Methods: We included N=1,116 ARIC study participants [age mean±SD 80±5 years, 55% female, 23% non-white race] who underwent cognitive testing and wore a leadless, ambulatory ECG-monitoring device (Zio®Patch by iRhythm Technologies Inc) for greater than or equal to 2 days between 6/2016-2/2017. Cognitive domain-specific factor scores for memory, executive function and language were estimated using standardized z-scores. SVE burden was calculated as mean number per day and ESVEA was defined as greater than or equal to 75th percentile of mean number per day. Multiple linear regression was used to evaluate the association between ESVEA and cognitive test scores.
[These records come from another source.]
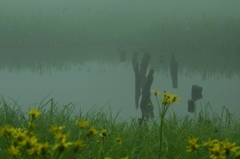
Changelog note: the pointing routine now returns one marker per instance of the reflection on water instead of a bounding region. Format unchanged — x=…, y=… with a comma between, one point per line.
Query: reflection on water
x=98, y=85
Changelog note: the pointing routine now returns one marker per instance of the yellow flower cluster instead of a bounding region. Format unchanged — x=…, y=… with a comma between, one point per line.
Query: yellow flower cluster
x=218, y=149
x=23, y=142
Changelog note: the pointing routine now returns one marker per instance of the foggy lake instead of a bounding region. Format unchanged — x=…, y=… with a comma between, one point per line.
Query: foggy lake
x=71, y=52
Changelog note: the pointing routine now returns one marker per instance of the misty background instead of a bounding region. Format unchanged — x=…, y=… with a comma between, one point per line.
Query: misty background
x=69, y=51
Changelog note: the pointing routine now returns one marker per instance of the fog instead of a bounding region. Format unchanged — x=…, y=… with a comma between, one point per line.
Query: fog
x=69, y=50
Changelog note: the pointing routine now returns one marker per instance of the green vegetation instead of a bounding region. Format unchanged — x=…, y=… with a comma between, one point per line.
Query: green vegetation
x=60, y=132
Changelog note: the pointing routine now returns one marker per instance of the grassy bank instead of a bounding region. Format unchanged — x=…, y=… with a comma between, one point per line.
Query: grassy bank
x=61, y=132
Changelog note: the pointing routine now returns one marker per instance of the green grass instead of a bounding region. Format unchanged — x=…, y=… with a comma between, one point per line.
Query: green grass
x=137, y=142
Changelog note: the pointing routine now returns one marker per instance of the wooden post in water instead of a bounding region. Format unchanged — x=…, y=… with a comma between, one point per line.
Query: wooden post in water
x=174, y=71
x=143, y=83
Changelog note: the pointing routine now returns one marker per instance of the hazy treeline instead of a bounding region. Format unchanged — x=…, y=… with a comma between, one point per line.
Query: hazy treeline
x=88, y=31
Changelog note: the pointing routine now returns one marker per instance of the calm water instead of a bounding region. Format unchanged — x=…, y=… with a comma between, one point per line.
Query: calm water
x=97, y=85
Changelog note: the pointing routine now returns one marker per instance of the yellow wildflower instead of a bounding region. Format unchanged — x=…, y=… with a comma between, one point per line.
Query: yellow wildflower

Results: During a mean recording time of 12.8±2.4 days, 95% of participants had greater than or equal to 1 SVE, and a median 205 SVE/day (IQR=66-823). ESVEA was associated with lower executive function z-scores by 0.19 (95% CI: -0.37, -0.02) after adjustment for demographics (Table). After multivariable adjustment, this association was slightly attenuated [-0.16 (-0.33, 0.01)]. ESVEA was not associated with memory or language scores. In sensitivity analysis, the ESVEA-executive function association was weakened but followed a similar pattern after excluding those with AF and/or stroke [Model 1: -0.17 (-0.35, 0.01); Model 2: -0.13 (-0.31, 0.04)].

Conclusions: In this elderly population, ESVEA was associated with lower executive function and this association was only partly explained by AF or stroke prevalence.